Кора бросилась в салоны снова делать эпиляцию. Сначала био. Такую боль терпела адскую, когда пластины с горячим воском, налепленные на щеки, с корнем выдирали волосы.
Но они росли и крепли.
После фотоэпиляции на время возник вроде бы хороший эффект. Но затем рядом с уничтоженными волосяными луковицами возникли новые, и борода отросла снова.
Врачи-косметологи уже били тревогу – нельзя, нельзя делать эпиляцию так часто, у вас плохая предрасположенность. У вас пошло кожное раздражение. Кожа отторгает любое вмешательство. Лазер может все лишь усугубить, так и до рака дойдет, до самого худшего.
А от крема вся шея и щеки покрываются долго не заживающими саднящими язвами.
Кора купила себе набор бритв. Какое-то время она вставала по утрам и словно на казнь отправлялась в ванную – бриться. Стояла вот так, как сейчас, с мужской бритвой в руке.

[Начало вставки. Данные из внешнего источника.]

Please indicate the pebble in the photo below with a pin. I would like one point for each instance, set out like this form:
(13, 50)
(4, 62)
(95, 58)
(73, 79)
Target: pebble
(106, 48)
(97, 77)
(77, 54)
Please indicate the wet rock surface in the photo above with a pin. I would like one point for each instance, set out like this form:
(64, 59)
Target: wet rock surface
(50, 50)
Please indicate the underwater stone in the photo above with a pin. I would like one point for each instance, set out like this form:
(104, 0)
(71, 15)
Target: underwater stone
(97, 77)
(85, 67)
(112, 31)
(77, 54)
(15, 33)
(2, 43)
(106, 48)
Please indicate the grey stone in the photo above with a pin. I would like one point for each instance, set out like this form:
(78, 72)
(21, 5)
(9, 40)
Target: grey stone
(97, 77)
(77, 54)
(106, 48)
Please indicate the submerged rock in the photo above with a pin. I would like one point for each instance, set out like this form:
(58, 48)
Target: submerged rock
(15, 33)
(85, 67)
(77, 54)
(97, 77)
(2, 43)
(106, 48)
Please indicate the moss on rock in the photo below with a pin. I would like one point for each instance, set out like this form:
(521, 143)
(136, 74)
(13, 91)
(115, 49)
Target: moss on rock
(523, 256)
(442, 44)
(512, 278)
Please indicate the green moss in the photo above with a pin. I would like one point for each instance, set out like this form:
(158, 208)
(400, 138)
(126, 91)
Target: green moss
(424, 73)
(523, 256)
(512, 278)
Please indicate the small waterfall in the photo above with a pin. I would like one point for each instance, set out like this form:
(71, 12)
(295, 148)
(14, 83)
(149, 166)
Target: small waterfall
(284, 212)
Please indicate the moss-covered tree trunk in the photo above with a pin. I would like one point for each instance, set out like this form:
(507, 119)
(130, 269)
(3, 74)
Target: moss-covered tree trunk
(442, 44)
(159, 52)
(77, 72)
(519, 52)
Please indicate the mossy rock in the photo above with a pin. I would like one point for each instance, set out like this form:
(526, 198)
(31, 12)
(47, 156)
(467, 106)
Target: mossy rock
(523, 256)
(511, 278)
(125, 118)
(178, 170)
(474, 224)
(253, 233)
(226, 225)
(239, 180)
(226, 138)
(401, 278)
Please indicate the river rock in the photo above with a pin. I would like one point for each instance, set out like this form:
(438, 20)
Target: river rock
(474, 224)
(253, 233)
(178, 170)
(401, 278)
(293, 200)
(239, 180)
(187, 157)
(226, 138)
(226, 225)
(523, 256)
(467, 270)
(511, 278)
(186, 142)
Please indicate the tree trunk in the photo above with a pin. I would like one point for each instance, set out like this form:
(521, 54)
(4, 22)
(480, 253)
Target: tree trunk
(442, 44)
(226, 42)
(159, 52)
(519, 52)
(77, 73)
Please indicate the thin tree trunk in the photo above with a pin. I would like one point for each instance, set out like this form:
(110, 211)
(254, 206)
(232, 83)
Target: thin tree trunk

Густо намыливалась или использовала пену из тюбика.
И брилась…
Ежедневная пытка…
Кожа на бритье отреагировала новыми язвами и фурункулами.
Кожа лица требовала, чтобы ее оставили в покое.
В густых волосах.
В один момент Кора хотела покончить со всем этим разом – с мукой борьбы, с природой, со всем своим бедным больным телом.
Она хотела повеситься в ванной на трубе.
Даже достала крепкую бельевую веревку и все думала – выдержит ли ее вес вон тот гвоздь, на нем держится светильник? Или, может, лучше использовать трубу полотенцесушителя?
Кора помнила тот момент. Думала о нем она и сейчас, стоя раздетая в ванной, избитая жестоко.